5. Il résulte des dispositions précitées que, jusqu'en 2015, les experts devant les tribunaux devaient, lorsqu'ils avaient la qualité de collaborateurs occasionnels du service public au sens de ces dispositions, être obligatoirement affiliés au régime général de la sécurité sociale au titre du 21° de l'article L. 311-3 du code de la sécurité sociale. Pour présenter un caractère occasionnel au sens de ces dispositions législatives et réglementaires, l'activité en cause doit être exercée de façon discontinue, ponctuelle, irrégulière ou accessoire.

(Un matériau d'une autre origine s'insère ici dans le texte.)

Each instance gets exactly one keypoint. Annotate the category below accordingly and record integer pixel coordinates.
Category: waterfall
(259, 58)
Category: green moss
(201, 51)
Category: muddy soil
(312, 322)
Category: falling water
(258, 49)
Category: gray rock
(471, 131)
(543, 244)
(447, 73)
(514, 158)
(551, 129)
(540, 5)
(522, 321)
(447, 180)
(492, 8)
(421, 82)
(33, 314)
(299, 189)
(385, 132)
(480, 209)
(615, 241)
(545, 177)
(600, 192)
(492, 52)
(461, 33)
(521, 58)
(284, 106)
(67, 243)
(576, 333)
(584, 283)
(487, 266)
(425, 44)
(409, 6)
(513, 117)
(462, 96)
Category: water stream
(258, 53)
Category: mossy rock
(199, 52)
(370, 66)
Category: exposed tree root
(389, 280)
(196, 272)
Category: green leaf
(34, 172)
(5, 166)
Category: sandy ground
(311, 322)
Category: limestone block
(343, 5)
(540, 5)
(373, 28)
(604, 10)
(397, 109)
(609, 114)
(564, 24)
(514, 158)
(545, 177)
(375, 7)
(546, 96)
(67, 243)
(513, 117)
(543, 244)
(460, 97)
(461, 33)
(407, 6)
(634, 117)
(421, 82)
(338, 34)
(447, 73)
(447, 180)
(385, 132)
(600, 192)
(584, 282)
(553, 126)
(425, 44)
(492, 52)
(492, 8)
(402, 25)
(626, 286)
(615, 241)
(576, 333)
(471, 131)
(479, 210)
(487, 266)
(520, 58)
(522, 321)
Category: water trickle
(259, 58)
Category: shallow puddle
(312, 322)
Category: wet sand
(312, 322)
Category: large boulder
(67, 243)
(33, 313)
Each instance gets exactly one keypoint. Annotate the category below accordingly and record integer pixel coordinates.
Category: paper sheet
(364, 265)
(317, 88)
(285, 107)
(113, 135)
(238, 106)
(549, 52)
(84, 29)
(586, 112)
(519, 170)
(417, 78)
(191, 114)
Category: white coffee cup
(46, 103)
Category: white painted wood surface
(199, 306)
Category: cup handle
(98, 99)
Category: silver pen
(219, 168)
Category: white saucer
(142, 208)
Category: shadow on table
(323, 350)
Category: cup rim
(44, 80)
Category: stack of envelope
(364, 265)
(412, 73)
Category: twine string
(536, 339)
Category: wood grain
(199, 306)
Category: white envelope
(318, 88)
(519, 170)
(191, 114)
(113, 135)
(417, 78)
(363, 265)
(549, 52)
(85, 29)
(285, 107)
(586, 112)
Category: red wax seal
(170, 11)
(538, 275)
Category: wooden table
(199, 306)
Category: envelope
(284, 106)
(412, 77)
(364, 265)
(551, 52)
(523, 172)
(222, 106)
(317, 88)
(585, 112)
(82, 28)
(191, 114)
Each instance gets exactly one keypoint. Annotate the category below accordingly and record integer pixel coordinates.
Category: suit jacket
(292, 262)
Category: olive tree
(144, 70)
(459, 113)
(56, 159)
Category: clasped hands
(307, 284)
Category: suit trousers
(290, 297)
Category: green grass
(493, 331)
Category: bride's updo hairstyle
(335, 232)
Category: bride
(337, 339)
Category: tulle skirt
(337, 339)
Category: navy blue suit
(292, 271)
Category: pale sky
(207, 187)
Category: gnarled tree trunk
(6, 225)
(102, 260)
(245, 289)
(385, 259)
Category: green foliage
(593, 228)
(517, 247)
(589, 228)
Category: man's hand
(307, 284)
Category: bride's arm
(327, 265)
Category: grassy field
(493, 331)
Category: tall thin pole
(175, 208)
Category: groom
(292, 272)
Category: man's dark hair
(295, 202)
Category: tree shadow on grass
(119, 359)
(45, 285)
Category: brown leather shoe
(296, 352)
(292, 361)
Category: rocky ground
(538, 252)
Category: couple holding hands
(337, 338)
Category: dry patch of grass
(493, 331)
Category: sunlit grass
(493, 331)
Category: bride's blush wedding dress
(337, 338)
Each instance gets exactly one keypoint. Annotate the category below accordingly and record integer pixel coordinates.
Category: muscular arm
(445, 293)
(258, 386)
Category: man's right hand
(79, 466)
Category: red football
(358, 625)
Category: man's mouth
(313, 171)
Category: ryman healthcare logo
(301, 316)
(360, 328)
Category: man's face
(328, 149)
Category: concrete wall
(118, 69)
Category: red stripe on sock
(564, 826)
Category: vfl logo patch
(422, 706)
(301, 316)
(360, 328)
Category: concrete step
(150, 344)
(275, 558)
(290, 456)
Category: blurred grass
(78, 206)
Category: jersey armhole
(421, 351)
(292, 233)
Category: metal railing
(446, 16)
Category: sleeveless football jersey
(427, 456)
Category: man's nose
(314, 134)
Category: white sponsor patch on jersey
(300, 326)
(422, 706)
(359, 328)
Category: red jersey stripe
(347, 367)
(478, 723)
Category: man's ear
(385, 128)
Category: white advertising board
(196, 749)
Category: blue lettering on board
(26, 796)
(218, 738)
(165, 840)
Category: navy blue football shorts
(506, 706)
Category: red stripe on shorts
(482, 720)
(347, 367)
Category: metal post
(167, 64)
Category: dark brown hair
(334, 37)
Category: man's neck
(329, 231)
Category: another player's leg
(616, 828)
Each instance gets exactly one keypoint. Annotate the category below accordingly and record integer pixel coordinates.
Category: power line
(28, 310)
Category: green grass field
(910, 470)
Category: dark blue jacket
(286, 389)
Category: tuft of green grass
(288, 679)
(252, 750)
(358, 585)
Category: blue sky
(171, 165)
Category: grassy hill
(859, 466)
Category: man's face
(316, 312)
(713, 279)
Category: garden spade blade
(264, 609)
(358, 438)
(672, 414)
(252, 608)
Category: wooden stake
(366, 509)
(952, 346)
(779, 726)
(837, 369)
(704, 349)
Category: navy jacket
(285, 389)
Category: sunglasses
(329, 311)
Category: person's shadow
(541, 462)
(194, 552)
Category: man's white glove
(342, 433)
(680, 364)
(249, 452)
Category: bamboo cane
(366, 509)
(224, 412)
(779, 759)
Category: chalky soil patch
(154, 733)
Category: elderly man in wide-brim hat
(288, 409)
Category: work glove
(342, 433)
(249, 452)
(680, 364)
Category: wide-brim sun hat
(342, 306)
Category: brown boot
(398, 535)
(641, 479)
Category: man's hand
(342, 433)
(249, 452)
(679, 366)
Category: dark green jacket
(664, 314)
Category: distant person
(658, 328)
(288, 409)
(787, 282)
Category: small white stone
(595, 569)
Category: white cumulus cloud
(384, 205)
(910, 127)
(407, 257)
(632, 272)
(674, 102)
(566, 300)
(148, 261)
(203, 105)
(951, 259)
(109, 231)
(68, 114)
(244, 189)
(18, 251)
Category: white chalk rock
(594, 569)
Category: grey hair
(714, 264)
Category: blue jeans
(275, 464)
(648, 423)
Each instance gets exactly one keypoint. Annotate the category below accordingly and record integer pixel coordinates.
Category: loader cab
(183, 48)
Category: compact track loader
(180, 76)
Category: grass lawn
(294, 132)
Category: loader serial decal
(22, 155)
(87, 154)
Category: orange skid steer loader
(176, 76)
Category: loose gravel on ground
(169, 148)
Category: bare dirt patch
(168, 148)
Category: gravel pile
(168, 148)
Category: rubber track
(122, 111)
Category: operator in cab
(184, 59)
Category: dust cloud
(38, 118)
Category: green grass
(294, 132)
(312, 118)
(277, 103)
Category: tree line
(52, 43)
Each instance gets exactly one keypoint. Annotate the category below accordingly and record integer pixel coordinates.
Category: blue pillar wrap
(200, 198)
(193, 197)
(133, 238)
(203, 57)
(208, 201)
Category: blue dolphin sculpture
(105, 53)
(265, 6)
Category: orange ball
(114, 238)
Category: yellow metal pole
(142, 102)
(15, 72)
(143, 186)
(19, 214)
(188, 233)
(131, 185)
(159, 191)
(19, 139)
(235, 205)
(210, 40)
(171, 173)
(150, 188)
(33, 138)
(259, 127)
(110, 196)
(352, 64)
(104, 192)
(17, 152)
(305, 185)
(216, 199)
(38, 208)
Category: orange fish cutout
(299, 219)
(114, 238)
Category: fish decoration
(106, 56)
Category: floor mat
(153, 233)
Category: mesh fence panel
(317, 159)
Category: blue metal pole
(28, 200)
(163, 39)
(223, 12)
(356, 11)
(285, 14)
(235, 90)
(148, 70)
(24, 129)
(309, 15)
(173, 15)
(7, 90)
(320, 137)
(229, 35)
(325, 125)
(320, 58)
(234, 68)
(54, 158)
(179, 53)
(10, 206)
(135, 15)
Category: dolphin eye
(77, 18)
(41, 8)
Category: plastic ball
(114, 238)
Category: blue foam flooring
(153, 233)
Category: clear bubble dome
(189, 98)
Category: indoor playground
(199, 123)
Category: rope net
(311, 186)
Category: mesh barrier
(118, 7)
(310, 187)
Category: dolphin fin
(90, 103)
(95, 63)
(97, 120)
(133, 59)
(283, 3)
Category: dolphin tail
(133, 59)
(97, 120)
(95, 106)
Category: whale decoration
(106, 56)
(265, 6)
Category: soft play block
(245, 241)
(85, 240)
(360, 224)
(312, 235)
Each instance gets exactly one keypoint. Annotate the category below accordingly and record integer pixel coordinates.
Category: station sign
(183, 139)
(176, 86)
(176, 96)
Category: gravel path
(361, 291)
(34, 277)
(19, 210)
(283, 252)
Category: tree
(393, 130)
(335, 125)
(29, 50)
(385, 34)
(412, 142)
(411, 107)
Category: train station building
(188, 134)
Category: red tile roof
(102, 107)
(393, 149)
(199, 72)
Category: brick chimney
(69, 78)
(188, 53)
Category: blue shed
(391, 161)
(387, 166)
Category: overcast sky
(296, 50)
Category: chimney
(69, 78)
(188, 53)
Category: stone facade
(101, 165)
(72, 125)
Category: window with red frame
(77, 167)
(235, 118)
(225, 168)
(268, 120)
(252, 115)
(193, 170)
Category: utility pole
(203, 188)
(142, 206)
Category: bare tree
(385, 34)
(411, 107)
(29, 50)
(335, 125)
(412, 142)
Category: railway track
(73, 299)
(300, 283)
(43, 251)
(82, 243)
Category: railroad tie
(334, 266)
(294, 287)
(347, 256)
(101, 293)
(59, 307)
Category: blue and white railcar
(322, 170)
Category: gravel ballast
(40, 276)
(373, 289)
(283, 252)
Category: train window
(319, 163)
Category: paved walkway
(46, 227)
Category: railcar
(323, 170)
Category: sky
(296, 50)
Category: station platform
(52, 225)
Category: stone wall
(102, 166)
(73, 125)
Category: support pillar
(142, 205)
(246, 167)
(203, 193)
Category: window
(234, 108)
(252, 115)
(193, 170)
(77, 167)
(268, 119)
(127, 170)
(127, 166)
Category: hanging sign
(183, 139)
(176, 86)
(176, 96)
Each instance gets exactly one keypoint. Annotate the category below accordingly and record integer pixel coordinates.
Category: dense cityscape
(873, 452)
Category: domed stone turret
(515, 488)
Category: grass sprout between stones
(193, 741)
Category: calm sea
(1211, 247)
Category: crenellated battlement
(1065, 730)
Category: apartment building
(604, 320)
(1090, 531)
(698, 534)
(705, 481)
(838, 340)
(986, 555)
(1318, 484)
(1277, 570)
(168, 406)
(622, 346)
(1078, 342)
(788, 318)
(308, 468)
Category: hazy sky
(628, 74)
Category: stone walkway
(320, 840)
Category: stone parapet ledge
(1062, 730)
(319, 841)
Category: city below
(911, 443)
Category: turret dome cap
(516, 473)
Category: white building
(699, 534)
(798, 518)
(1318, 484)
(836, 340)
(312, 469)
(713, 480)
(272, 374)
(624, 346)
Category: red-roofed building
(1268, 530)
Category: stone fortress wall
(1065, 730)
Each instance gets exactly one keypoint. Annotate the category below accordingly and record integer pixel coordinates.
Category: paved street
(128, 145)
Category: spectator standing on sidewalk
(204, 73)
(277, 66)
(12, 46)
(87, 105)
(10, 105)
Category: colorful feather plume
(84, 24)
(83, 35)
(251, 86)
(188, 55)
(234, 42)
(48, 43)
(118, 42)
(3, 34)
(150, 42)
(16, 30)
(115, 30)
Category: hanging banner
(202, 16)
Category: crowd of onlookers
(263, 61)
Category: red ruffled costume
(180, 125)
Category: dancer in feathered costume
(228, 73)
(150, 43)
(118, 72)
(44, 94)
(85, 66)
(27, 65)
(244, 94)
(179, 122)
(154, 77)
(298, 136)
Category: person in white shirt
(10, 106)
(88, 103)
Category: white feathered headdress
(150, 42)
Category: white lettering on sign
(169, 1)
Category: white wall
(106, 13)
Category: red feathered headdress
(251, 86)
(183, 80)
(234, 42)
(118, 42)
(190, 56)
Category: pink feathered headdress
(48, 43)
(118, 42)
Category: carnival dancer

6. Il résulte de l'instruction qu'entre 2000 et 2015, M. B qui exerçait l'activité principale de médecin, praticien hospitalier, s'est vu attribuer des missions d'expertises réalisées dans les conditions prévues par le 3° de l'article R. 92 du code de procédure pénale, qu'il a réalisées en situation de cumul d'activités accessoires. Il doit en conséquence être regardé comme un agent non titulaire à ce titre. Par suite, M. B est fondé à soutenir qu'il avait, entre 2000 et 2015, la qualité de collaborateur occasionnel du service public et qu'il aurait dû, dès lors, être affilié au régime général de la sécurité sociale ainsi qu'au régime complémentaire obligatoire de l'IRCANTEC ce qui n'est au demeurant pas contesté par le ministre de la justice. Il résulte des dispositions précitées qu'il incombait à l'Etat, en sa qualité d'employeur, d'entreprendre les démarches nécessaires à l'affiliation de M. B au régime général de la sécurité sociale et au régime complémentaire des agents non titulaires. Si le requérant ne formule aucune demande au titre du régime général, il est constant qu'au cours de cette période, le ministère de la justice, qui reconnaît sa carence fautive dans ses écritures, n'a pas procédé au versement des cotisations au régime complémentaire obligatoire de l'IRCANTEC. M. B est, dès lors, fondé à soutenir que l'Etat a commis une faute de nature à engager sa responsabilité à son égard.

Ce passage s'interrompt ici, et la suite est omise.